Until relatively recently, the main influences on natural selection were environmental happenstance. Mutations were more or less random. The features that were successful were “chosen” by the goodness of fit of the mutated versions of organisms with the changing environment. Academics from historians to economists have claimed that one of the biggest changes to the human way of life was the introduction of farming. It made us invest in the future in particular ways. It also led us to select various plants and animals as being more important than others. We selected those that were a good source of food, reproduced easily, were less prone to disease and were easily manageable.

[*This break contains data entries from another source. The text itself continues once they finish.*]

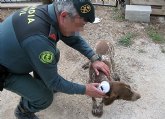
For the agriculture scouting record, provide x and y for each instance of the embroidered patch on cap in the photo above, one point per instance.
(85, 8)
(46, 57)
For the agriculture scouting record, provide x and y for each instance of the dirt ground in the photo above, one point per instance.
(141, 65)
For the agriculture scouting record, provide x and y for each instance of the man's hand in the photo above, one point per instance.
(99, 65)
(93, 91)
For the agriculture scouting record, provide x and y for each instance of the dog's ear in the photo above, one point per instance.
(110, 100)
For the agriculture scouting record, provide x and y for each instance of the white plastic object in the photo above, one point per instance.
(97, 20)
(104, 86)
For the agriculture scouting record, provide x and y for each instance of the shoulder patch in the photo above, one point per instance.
(46, 57)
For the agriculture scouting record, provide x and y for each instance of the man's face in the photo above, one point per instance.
(71, 24)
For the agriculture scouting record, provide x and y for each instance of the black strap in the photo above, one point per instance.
(3, 74)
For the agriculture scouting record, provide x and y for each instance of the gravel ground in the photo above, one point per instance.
(141, 65)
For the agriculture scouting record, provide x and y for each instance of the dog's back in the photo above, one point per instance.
(106, 50)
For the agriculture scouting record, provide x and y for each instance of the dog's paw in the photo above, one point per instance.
(116, 77)
(97, 110)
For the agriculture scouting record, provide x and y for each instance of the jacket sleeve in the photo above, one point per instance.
(79, 44)
(34, 46)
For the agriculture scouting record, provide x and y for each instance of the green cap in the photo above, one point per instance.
(85, 9)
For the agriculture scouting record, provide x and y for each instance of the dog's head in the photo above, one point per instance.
(120, 90)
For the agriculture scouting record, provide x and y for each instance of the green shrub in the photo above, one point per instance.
(126, 40)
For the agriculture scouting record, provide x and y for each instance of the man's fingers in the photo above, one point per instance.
(97, 72)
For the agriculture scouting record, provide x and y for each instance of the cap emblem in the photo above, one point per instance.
(85, 8)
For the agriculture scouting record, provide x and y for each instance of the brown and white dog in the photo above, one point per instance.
(118, 90)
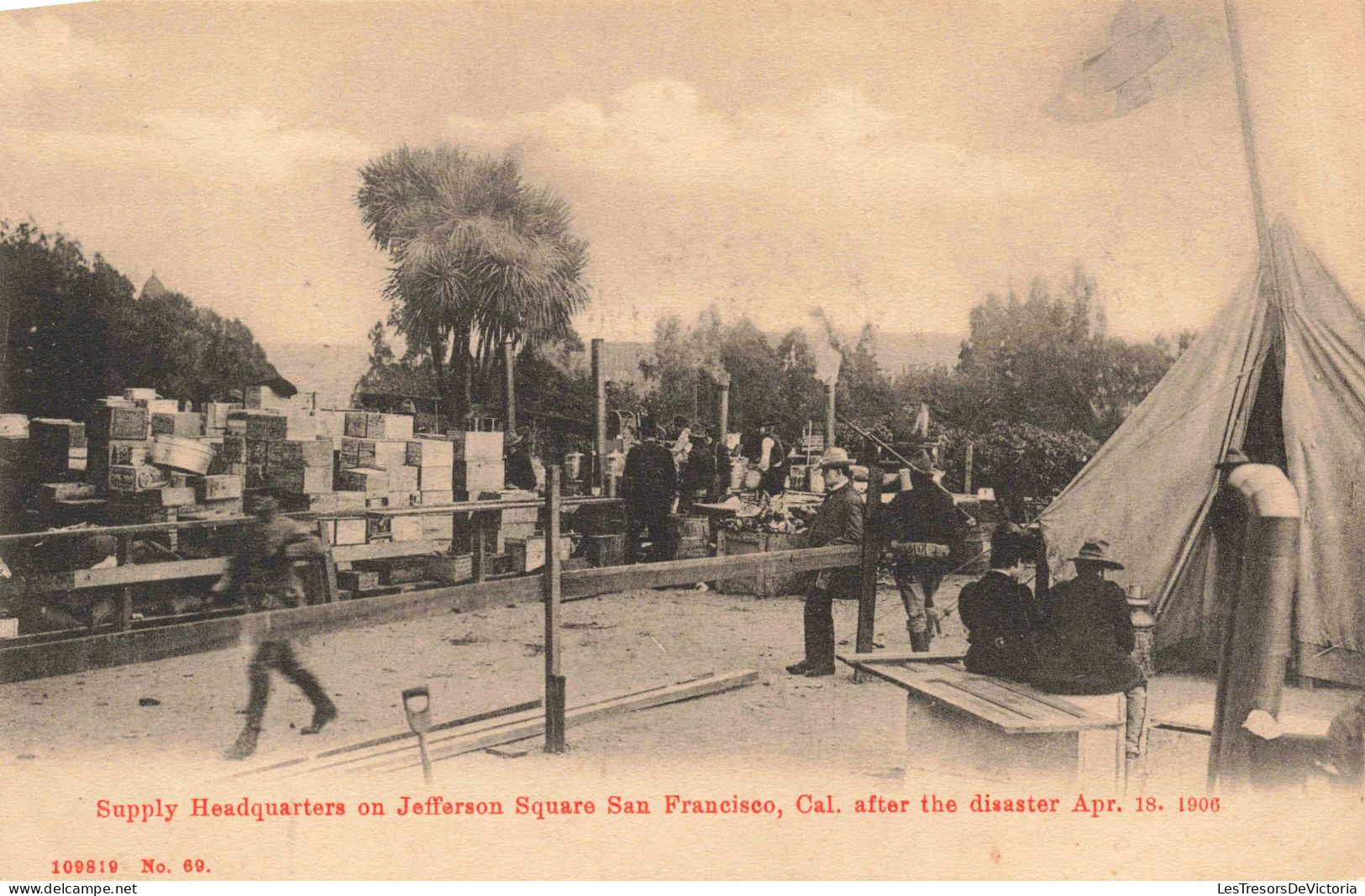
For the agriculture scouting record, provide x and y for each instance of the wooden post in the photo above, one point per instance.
(476, 548)
(871, 554)
(124, 557)
(722, 411)
(600, 417)
(327, 568)
(509, 389)
(552, 591)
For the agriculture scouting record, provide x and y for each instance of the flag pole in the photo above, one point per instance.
(1244, 107)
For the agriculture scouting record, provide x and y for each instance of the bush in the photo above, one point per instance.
(1017, 460)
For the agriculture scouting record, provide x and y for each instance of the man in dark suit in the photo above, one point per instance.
(650, 487)
(1087, 644)
(921, 526)
(838, 521)
(1000, 613)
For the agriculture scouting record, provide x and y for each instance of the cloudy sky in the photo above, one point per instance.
(888, 161)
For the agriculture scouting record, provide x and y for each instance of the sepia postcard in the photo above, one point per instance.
(683, 441)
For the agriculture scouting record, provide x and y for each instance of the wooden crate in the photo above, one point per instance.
(771, 585)
(526, 555)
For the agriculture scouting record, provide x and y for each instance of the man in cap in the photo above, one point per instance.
(517, 472)
(648, 487)
(771, 460)
(1000, 613)
(921, 527)
(261, 573)
(1087, 644)
(838, 521)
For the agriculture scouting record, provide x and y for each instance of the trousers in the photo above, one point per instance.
(1136, 710)
(917, 580)
(279, 656)
(653, 518)
(1347, 747)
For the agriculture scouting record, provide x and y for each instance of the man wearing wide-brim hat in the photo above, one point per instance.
(519, 471)
(921, 526)
(838, 521)
(1087, 644)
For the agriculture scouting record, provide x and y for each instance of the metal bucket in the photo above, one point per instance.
(181, 454)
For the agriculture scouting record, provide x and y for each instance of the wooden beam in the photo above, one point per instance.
(580, 715)
(553, 592)
(104, 651)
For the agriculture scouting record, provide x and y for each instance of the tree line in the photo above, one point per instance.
(74, 330)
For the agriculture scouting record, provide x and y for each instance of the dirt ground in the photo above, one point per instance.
(98, 732)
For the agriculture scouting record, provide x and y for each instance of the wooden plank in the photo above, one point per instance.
(553, 595)
(606, 580)
(902, 656)
(582, 715)
(946, 689)
(104, 651)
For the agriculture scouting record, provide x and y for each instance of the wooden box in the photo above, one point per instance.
(127, 478)
(220, 487)
(186, 424)
(388, 426)
(258, 426)
(430, 453)
(406, 528)
(528, 554)
(119, 423)
(302, 480)
(771, 585)
(478, 476)
(476, 446)
(436, 478)
(298, 453)
(403, 478)
(355, 423)
(371, 482)
(349, 531)
(358, 580)
(234, 449)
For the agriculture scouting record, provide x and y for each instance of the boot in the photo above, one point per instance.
(244, 743)
(323, 714)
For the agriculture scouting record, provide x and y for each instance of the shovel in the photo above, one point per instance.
(417, 704)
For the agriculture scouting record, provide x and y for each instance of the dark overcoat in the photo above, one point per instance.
(1000, 625)
(1087, 644)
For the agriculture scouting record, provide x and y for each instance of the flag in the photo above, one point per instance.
(1147, 52)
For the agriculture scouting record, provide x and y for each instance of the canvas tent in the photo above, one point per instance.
(1279, 373)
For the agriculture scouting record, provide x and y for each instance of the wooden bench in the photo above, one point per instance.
(994, 730)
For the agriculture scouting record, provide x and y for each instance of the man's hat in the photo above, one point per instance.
(1234, 457)
(836, 457)
(1096, 553)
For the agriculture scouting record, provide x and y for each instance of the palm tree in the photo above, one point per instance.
(476, 257)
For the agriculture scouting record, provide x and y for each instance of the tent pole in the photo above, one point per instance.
(1244, 107)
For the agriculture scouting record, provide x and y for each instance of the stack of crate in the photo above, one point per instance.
(246, 443)
(58, 449)
(434, 461)
(375, 458)
(478, 465)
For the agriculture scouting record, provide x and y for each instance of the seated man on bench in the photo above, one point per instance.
(1000, 614)
(1087, 642)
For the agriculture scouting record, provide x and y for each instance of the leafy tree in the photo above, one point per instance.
(74, 330)
(476, 258)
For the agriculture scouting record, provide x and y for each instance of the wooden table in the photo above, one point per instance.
(995, 730)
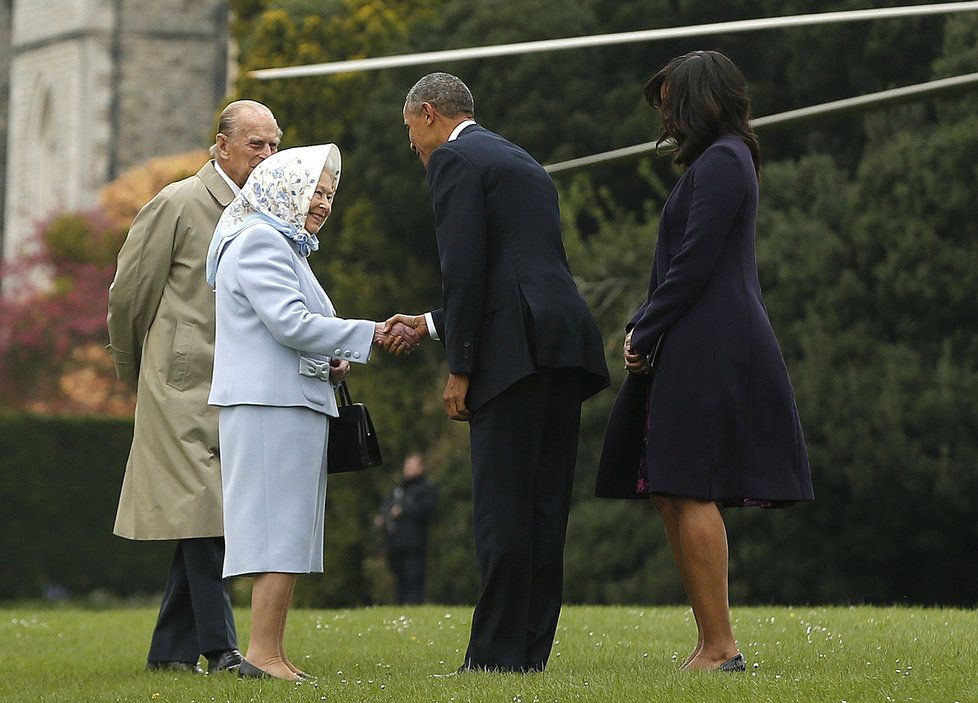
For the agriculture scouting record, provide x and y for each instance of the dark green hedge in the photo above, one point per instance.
(59, 487)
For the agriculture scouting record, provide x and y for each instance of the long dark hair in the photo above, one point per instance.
(705, 96)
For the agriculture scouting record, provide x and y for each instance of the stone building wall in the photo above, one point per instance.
(98, 86)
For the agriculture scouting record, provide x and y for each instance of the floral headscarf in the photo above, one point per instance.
(278, 193)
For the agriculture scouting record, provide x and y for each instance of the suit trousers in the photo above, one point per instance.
(195, 615)
(524, 448)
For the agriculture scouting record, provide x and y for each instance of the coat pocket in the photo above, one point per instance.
(178, 375)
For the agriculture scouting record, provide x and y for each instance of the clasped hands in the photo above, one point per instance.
(457, 387)
(401, 334)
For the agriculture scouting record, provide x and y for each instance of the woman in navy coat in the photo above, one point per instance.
(706, 417)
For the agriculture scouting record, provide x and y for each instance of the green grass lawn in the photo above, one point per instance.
(602, 654)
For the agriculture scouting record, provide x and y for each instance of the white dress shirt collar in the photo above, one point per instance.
(458, 129)
(227, 179)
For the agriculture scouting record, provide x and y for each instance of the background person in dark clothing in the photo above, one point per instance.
(404, 518)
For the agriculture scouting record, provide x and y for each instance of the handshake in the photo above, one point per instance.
(401, 334)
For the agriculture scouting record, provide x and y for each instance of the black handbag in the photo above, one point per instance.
(353, 442)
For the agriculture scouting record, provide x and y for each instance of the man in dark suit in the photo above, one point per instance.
(523, 354)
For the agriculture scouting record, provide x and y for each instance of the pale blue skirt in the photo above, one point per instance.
(273, 468)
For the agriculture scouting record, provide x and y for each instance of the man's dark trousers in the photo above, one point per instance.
(195, 615)
(524, 447)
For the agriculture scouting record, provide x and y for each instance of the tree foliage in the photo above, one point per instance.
(867, 249)
(864, 247)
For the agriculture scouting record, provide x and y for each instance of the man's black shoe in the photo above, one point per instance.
(188, 667)
(228, 660)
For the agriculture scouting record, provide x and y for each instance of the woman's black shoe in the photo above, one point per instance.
(737, 663)
(228, 660)
(247, 670)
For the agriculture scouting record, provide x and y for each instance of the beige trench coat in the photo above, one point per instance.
(161, 336)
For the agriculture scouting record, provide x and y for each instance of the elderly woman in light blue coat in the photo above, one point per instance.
(279, 349)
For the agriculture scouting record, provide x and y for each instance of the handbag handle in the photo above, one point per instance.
(344, 394)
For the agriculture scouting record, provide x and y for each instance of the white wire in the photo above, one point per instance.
(374, 64)
(861, 102)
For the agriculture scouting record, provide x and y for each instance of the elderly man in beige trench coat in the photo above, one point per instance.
(161, 334)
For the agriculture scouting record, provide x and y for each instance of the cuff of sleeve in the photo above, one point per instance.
(432, 332)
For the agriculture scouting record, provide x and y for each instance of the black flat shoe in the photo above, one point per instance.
(737, 663)
(228, 660)
(182, 667)
(247, 670)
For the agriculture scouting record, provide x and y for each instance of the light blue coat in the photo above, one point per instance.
(273, 317)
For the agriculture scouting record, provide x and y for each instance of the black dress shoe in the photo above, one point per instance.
(737, 663)
(228, 660)
(187, 667)
(247, 670)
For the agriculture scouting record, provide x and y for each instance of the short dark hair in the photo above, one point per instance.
(705, 96)
(447, 93)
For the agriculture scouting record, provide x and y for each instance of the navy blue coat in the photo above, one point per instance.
(510, 305)
(718, 419)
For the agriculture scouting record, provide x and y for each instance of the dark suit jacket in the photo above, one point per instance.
(510, 305)
(718, 420)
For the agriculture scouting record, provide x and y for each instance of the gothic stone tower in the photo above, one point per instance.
(96, 86)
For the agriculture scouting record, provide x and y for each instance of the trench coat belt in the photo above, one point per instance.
(313, 368)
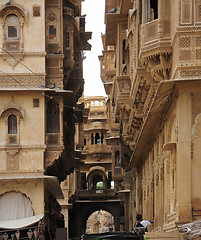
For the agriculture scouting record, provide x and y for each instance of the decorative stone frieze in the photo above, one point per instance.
(22, 81)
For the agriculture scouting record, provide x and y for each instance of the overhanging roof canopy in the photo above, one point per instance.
(20, 223)
(51, 182)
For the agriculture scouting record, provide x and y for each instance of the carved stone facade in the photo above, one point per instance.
(92, 187)
(39, 90)
(157, 50)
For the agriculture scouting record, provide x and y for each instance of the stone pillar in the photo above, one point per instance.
(183, 164)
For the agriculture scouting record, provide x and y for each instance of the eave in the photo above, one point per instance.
(153, 119)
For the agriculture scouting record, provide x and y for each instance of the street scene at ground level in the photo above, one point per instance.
(123, 165)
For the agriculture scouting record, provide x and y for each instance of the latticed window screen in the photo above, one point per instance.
(53, 119)
(12, 124)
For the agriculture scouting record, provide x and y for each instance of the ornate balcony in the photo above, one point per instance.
(156, 50)
(55, 70)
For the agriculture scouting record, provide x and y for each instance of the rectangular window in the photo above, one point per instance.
(52, 32)
(12, 31)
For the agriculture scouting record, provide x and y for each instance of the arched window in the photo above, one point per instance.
(15, 205)
(102, 138)
(12, 124)
(53, 119)
(68, 42)
(117, 159)
(52, 27)
(97, 138)
(12, 27)
(151, 9)
(92, 139)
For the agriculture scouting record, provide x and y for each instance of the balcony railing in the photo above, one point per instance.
(108, 63)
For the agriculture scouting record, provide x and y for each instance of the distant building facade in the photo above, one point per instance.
(150, 70)
(41, 80)
(91, 183)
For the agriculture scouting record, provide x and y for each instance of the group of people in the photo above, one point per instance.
(141, 225)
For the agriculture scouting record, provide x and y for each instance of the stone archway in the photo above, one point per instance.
(81, 211)
(99, 222)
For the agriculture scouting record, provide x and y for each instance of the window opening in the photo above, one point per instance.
(154, 9)
(117, 159)
(123, 51)
(35, 102)
(97, 138)
(12, 124)
(12, 31)
(53, 125)
(52, 32)
(12, 27)
(83, 181)
(92, 139)
(140, 11)
(36, 11)
(102, 138)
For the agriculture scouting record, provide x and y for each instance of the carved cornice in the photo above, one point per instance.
(12, 105)
(21, 80)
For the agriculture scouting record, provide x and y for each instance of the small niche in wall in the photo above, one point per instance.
(36, 11)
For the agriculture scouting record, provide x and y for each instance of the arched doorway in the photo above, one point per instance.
(83, 209)
(100, 221)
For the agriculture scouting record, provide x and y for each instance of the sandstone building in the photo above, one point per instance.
(41, 80)
(91, 183)
(150, 68)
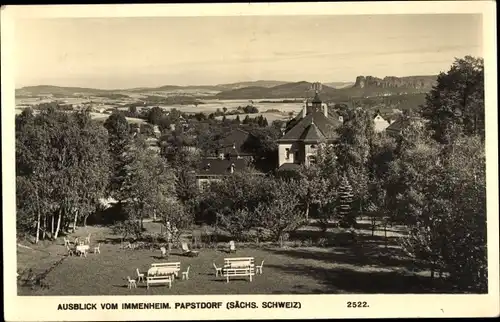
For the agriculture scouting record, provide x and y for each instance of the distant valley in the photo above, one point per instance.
(364, 86)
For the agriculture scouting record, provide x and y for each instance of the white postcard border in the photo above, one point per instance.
(19, 308)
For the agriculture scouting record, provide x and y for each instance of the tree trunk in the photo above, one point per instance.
(52, 227)
(74, 221)
(58, 224)
(37, 239)
(44, 227)
(385, 234)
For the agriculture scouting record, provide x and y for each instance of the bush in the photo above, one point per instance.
(323, 242)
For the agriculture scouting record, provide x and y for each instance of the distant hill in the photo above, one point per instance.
(338, 85)
(287, 90)
(57, 90)
(259, 83)
(364, 86)
(410, 82)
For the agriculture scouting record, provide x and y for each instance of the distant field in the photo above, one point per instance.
(269, 116)
(102, 117)
(210, 106)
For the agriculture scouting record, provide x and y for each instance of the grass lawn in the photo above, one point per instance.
(369, 267)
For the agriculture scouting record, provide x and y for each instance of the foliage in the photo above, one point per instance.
(127, 228)
(355, 139)
(148, 182)
(62, 170)
(449, 231)
(119, 139)
(174, 217)
(281, 213)
(347, 218)
(457, 98)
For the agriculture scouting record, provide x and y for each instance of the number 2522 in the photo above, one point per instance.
(357, 304)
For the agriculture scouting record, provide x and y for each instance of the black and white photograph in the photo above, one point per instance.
(304, 154)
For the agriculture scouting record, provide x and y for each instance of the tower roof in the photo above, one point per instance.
(316, 99)
(313, 127)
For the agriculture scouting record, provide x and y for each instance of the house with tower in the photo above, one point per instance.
(313, 126)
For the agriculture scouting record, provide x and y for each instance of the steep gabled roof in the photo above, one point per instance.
(236, 138)
(312, 134)
(220, 166)
(289, 166)
(324, 127)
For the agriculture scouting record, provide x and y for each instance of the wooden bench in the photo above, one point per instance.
(174, 266)
(241, 266)
(166, 279)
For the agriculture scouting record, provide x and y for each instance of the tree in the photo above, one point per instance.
(347, 218)
(119, 139)
(174, 218)
(355, 139)
(449, 230)
(236, 222)
(132, 111)
(147, 129)
(61, 170)
(457, 98)
(281, 215)
(148, 182)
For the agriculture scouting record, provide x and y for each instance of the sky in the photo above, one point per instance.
(136, 52)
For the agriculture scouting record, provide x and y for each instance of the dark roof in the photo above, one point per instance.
(401, 123)
(236, 138)
(316, 98)
(312, 134)
(289, 166)
(312, 127)
(213, 167)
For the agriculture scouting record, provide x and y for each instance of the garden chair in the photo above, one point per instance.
(232, 246)
(218, 270)
(131, 283)
(140, 276)
(83, 253)
(258, 268)
(66, 242)
(185, 275)
(187, 251)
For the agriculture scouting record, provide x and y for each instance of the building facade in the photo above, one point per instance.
(315, 125)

In the 18th century we learned how to create plant hybrids rather than merely selecting the organisms with the most desirable characteristics, as defined by humans, for selective breeding, but it was in the 20th century that human intervention in the breeding of other organisms exploded. Statistical techniques, advanced hybridisation for specific characteristics (higher yield, better disease resistance etc.) and, most dramatically, genetic engineering and modification transformed agriculture enabling more people to be fed than ever before.
Here is one standard view of the aspect of the evolutionary process that I have focused on in this post:
“Over long periods, natural selection drives resource allocation by favouring organisms with traits that allow them to exploit available resources more efficiently.”
It’s not only about efficiency of resource exploitation. Indeed, we may be too efficient in resource exploitation. In chasing efficiencies, we may destroy an environment/ecosystem that we ultimately depend on. Nor is it solely about natural selection. We are the only species that interferes directly and intentionally with the genetic future. A beaver builds a dam to make the environment better for itself and its offspring. It is deliberately changing the environment to its advantage. Our use of our environment including other organisms is more instrumental and more wholesale, and it must come with a price tag, even if it is not one that economists recognise until it is too late.
Reducing biodiversity in all forms, whether in complete or local extinctions, varietal reduction or loss, damage or elimination of habitats, and the impacts of hybridisation and genetic engineering, many still unknown, have fed the world and cost the earth. A resource allocation system that puts money first and foremost and environmental needs as a footnote is a recipe for disaster.